In these verses, the author of Matthew is encouraging his readers. He is saying, “Don’t worry about material things. Your Father knows what you need and he’ll provide. Don’t worry about the future because your God is in control.”
As a college student, I’m constantly under a lot of stress. I’m always worrying about upcoming exams, papers, my job, you name it. I’m under a lot of pressure. Whenever I reach the point when I’m about to give up, I’m somehow always reminded of this verse. I’m then reminded that I have no reason to worry about things in the future. I can’t control what’s going to happen. God is in control and he will provide exactly what I need and when I need it. This verse also speaks to any and every one who is stressed about money. GOD WILL PROVIDE.
In these verses, Paul is writing about hard times and why they are good for us.
These verses inspire me in a similar way that Matthew 6:31-34 do. Paul is telling the Romans, “Rejoice in your life’s hard times. They make you stronger!” I love the way he says that we learn to endure, which strengthens character, which strengthens our confident expectation in salvation. It’s a very linear claim that really encourages me when I’m having a hard time. After reading these verses, I like to think of hard times as challenges and the bigger the challenge- the bigger the reward in character.
Paul uses a certain phrase in this verse that has stuck with me for quite a while now. He’s talking of slaves an masters and says we used to be slaves to our sin, but we’re now “slaves to righteousness.”
The phrase “slave of righteousness” perfectly sums up what I try to be every day. If I were ever to get a tattoo, it’d be that on my wrist as to constantly remind me to be righteous with everything I do. What better thing to be enslaved to than righteousness?
These verses come from a vision John had on regarding end times. These two verses are quoted from “the one who is the Amen,” which means Jesus. According to NLT, it says, “I know all the things you do, that you are neither hot nor cold. I wish you were one or the other! But since you are like lukewarm water, I will spit you out of my mouth!”
I don’t know if you’ve ever had lukewarm water in your mouth, but it’s disgusting. This illustration gives me a pit of guilt in my stomach when I read it. To know that if I’m not “hot” for Jesus, I’m like lukewarm water in his mouth makes me feel awful. He would rather us even be cold towards him than be lukewarm! He has no respect for lukewarmness. There is no room for pale imitations within the Kingdom of God.

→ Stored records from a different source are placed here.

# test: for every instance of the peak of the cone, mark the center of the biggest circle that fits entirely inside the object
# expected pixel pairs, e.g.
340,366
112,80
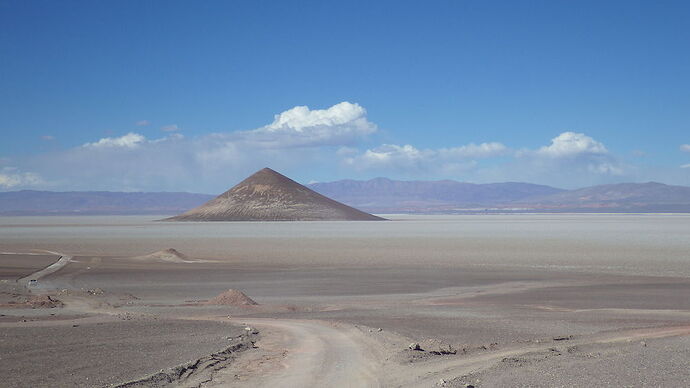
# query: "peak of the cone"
267,170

In this Proverb, Solomon compares discipline of God to the discipline of a biological father. He says, “For the Lord corrects those he loves, just as a father corrects a child in whom he delights.”
I had a strict disciplining father growing up. I now am very thankful for it because I’m happy with who I grew up to be. To think of God doing the same thing to me on a grander scale is very reassuring. Just like my father, God knows what’s best for me and disciplines me out of love instead out of disappointment.